NEPA Clean Energy Review Analysis

NEPA Clean Energy Environmental Review Analysis

Client: Clean Air Task Force | Jan 2026–Present

The Research Problem

Federal clean energy projects — wind, solar, transmission — must complete environmental reviews under the National Environmental Policy Act (NEPA) before breaking ground. These reviews can take years and run to thousands of pages, creating a significant bottleneck for the clean energy transition. But because NEPA documents are unstructured text scattered across federal agencies, no one had systematically measured how long reviews actually take, which agencies are the slowest, or which project types face the steepest delays.

The Clean Air Task Force — a leading clean energy policy nonprofit — needed that evidence base to make credible, agency-specific permitting reform recommendations to policymakers and funders.

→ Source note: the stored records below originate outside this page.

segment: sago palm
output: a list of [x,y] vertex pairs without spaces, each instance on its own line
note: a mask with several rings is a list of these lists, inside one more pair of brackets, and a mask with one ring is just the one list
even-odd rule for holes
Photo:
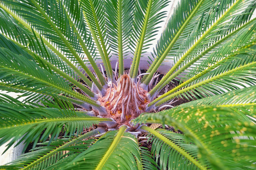
[[1,0],[0,144],[33,147],[1,168],[255,169],[255,0],[181,0],[147,53],[169,3]]

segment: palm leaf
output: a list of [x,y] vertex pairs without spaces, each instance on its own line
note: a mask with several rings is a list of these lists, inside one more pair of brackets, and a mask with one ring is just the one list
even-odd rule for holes
[[[231,1],[227,1],[225,3],[232,3]],[[247,1],[244,3],[242,3],[242,1],[238,1],[234,3],[232,6],[228,7],[228,7],[228,5],[223,5],[222,3],[218,3],[217,2],[213,4],[216,6],[212,7],[214,9],[213,11],[210,10],[209,11],[209,13],[206,14],[206,16],[205,17],[204,17],[205,22],[206,22],[205,23],[203,22],[202,23],[199,22],[198,24],[208,25],[210,23],[208,22],[214,21],[216,16],[221,15],[223,10],[225,10],[225,12],[221,15],[221,16],[216,20],[214,24],[207,29],[201,29],[201,28],[203,27],[203,26],[194,26],[194,29],[196,30],[193,30],[191,33],[191,34],[189,35],[189,36],[187,35],[188,36],[186,36],[185,39],[181,41],[181,44],[178,43],[177,44],[179,46],[178,47],[172,47],[172,50],[174,50],[174,52],[170,52],[172,53],[173,55],[175,54],[175,57],[174,57],[175,64],[165,76],[161,80],[158,85],[155,87],[153,91],[155,92],[155,90],[159,88],[160,86],[162,88],[163,86],[168,84],[169,82],[169,78],[170,75],[173,73],[179,66],[181,65],[182,66],[182,65],[185,64],[188,62],[190,60],[198,56],[199,53],[202,52],[205,49],[207,49],[207,48],[206,48],[205,47],[210,46],[212,44],[223,37],[223,35],[227,35],[230,31],[233,30],[234,28],[236,28],[241,26],[245,21],[246,20],[246,17],[247,18],[249,18],[250,15],[252,14],[255,9],[254,6],[252,6],[252,4],[253,4],[253,2],[250,0]],[[225,3],[223,1],[222,2],[222,3]],[[217,8],[219,5],[221,6],[222,8],[224,8],[222,9],[221,8],[219,9]],[[249,12],[245,9],[245,12],[242,12],[241,15],[245,16],[244,17],[245,18],[244,18],[244,20],[241,20],[241,17],[238,17],[238,15],[235,11],[243,11],[243,10],[244,10],[245,9],[246,9],[246,8],[250,9],[250,11]],[[202,9],[203,9],[203,8]],[[218,14],[215,13],[214,10],[217,10],[216,12]],[[215,14],[212,15],[213,13]],[[231,21],[230,21],[230,24],[227,24],[226,23],[229,19],[231,20]],[[202,31],[203,32],[202,32]],[[201,35],[202,35],[201,36]],[[198,39],[197,37],[198,37],[199,38]],[[179,41],[179,40],[177,41]],[[192,43],[192,42],[194,41],[195,41],[195,43]],[[192,47],[191,44],[193,44]],[[197,61],[198,59],[197,59],[196,60]],[[194,62],[195,62],[194,61]],[[190,65],[187,65],[186,66],[189,66],[192,63],[190,63]],[[184,67],[182,69],[186,68],[186,67]],[[184,70],[182,69],[179,69],[179,73]],[[151,92],[151,94],[153,92],[153,91]]]
[[[181,106],[157,114],[141,115],[135,123],[138,121],[167,124],[181,130],[198,147],[197,159],[206,158],[213,168],[255,168],[255,157],[248,158],[247,149],[243,148],[255,149],[256,126],[239,110],[214,105]],[[152,133],[145,126],[142,129]]]
[[[8,2],[10,3],[11,2],[11,1],[8,1]],[[5,5],[7,6],[10,6],[10,5],[8,3],[7,4],[5,4]],[[18,3],[18,5],[21,5],[22,4]],[[21,44],[23,44],[25,46],[26,46],[28,44],[28,43],[29,43],[29,47],[31,48],[32,51],[34,50],[36,52],[40,51],[40,49],[37,47],[36,43],[35,43],[34,40],[33,40],[33,37],[34,37],[34,35],[33,35],[33,32],[31,27],[31,26],[24,22],[23,20],[19,18],[18,16],[16,15],[16,14],[17,13],[18,13],[18,11],[16,11],[16,12],[13,12],[2,4],[0,4],[0,7],[2,9],[0,11],[2,12],[2,16],[4,16],[4,17],[1,17],[0,18],[0,21],[1,21],[2,19],[5,20],[6,21],[4,20],[4,23],[8,23],[7,24],[1,25],[1,26],[2,27],[2,30],[3,30],[3,32],[8,35],[8,36],[11,37],[12,39],[15,40],[17,42],[19,42]],[[16,6],[11,6],[10,7],[10,8],[15,9],[15,7]],[[19,10],[19,9],[18,9]],[[31,10],[32,10],[32,9]],[[24,11],[26,11],[26,10],[27,9],[24,9]],[[33,11],[33,10],[32,10],[32,11]],[[6,13],[8,13],[8,14],[10,15],[11,16],[7,15]],[[44,21],[44,22],[45,22],[45,21]],[[13,26],[12,24],[13,24],[14,26]],[[11,27],[10,27],[11,28],[11,29],[10,29],[8,27],[10,27],[10,26],[11,26]],[[39,26],[41,26],[41,25],[39,25]],[[6,27],[5,27],[5,26]],[[51,28],[51,27],[49,28]],[[45,28],[46,29],[46,28]],[[12,28],[12,29],[11,29],[11,28]],[[19,34],[18,32],[20,32],[24,33],[24,34]],[[40,34],[36,31],[34,31],[34,33],[38,39],[41,39],[42,41],[41,43],[47,45],[54,53],[56,54],[59,57],[61,58],[63,61],[64,61],[71,68],[72,68],[73,70],[78,74],[79,76],[83,79],[83,80],[86,82],[89,86],[91,86],[92,85],[91,82],[74,65],[75,63],[72,63],[72,62],[71,62],[57,49],[57,48],[54,47],[55,46],[54,43],[49,42],[43,37],[41,38]],[[18,35],[19,35],[18,36],[17,36]],[[21,38],[19,38],[20,37]],[[21,39],[23,41],[21,41]],[[51,39],[50,38],[50,39]],[[28,41],[27,41],[26,40],[28,40]],[[61,42],[61,41],[60,40],[58,40],[56,41],[56,42],[60,43]],[[61,44],[60,45],[61,45],[63,44]],[[42,46],[42,45],[40,46]],[[70,56],[70,55],[69,56]],[[46,57],[46,56],[44,56],[44,57]],[[73,59],[72,60],[75,61],[75,60]],[[50,62],[52,62],[52,61],[49,61]]]
[[[224,92],[223,88],[219,87],[220,85],[227,91],[239,88],[239,85],[241,85],[241,82],[243,82],[245,84],[251,85],[254,83],[253,79],[244,77],[249,74],[253,77],[254,76],[253,66],[255,64],[255,50],[254,42],[253,41],[248,44],[248,46],[246,45],[242,47],[230,55],[226,58],[224,57],[220,61],[206,68],[204,71],[159,97],[155,100],[155,101],[159,101],[159,99],[163,99],[169,95],[165,99],[162,99],[161,102],[159,102],[157,105],[159,106],[159,104],[162,104],[172,98],[173,97],[177,96],[178,94],[182,93],[189,96],[191,96],[191,95],[198,99],[199,96],[203,97],[203,95],[210,96],[213,94],[220,94],[220,92]],[[250,56],[250,58],[248,57],[249,56]],[[245,60],[245,59],[246,59]],[[235,62],[235,66],[233,65],[231,67],[227,66],[234,62]],[[244,74],[244,71],[243,71],[244,70],[245,70]],[[251,72],[252,74],[250,73]],[[232,73],[234,74],[234,76],[231,75],[231,74]],[[243,78],[242,77],[243,77]],[[233,83],[234,84],[230,83],[230,81],[225,82],[220,80],[226,80],[227,77],[230,78],[230,80],[233,80],[232,83]],[[242,85],[244,86],[244,85]],[[186,86],[187,87],[172,94],[174,91]],[[213,87],[214,88],[213,88]],[[200,93],[191,93],[191,91],[189,90],[188,91],[189,89],[195,89]],[[189,93],[189,94],[188,92]],[[185,96],[185,95],[183,96]],[[192,98],[192,97],[190,97]],[[154,102],[154,101],[151,102],[149,104],[149,105],[151,105]]]
[[79,0],[87,25],[105,66],[108,81],[115,82],[105,40],[106,39],[105,26],[105,16],[104,1],[98,0]]
[[134,136],[124,132],[126,127],[122,126],[118,131],[110,131],[101,137],[64,169],[79,167],[99,169],[117,167],[122,169],[138,169],[137,163],[141,162],[139,146]]
[[[0,166],[0,169],[13,169],[13,166],[16,166],[15,168],[17,169],[22,168],[24,170],[31,168],[44,169],[60,161],[62,161],[67,156],[77,156],[85,151],[95,142],[95,140],[83,140],[98,132],[97,129],[96,129],[71,140],[68,138],[57,139],[52,142],[50,145],[49,141],[38,143],[47,146],[36,147],[33,152],[22,155],[10,162],[8,166]],[[64,154],[63,151],[67,153]]]
[[155,35],[153,34],[157,32],[154,30],[155,26],[160,23],[161,19],[164,17],[163,16],[165,12],[159,12],[159,9],[166,7],[168,2],[168,0],[140,0],[136,5],[134,30],[131,32],[130,41],[131,46],[134,48],[133,50],[134,56],[130,71],[133,78],[137,76],[143,49],[148,48],[146,47],[150,44],[147,44],[153,40],[152,37]]
[[[107,118],[91,117],[78,112],[74,114],[74,111],[72,113],[72,111],[62,109],[36,107],[14,101],[15,104],[4,101],[0,102],[0,114],[3,118],[0,127],[0,137],[2,138],[0,143],[2,145],[13,137],[8,144],[8,148],[20,138],[21,139],[19,143],[25,141],[25,148],[30,142],[33,141],[35,141],[34,146],[44,129],[45,131],[40,140],[45,141],[52,134],[51,141],[58,136],[64,124],[65,135],[70,132],[71,137],[76,132],[81,133],[84,127],[97,124],[99,121],[111,121]],[[67,111],[69,113],[67,114]],[[11,135],[7,135],[10,134]]]
[[112,50],[119,56],[118,76],[123,74],[123,54],[127,52],[132,30],[135,1],[108,0],[106,2],[106,25]]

Client Work: From Research Questions to Deliverables

Working directly with CATF researchers, I led the full arc of the project:

Scoped the research questions collaboratively with CATF, translating high-level policy goals (“what’s slowing clean energy permitting?”) into measurable, answerable questions about review timelines, agency behavior, and project characteristics
Identified and acquired the data, integrating the PNNL NEPATEC 2.0 corpus (120,000+ NEPA documents) with Federal Register API data and targeted web scraping to build a comprehensive project-level dataset
Delivered phased findings across six structured deliverables, each mapped to a specific CATF research priority — from baseline timeline benchmarks to multi-agency coordination patterns
Communicated results to non-technical stakeholders, presenting findings and strategic recommendations in stakeholder presentations and a public-facing analytics site
Built reusable infrastructure so CATF can extend the analysis independently as new documents are added

NLP & Machine Learning Pipeline

The core technical challenge was turning raw, inconsistently formatted text documents into structured data at scale.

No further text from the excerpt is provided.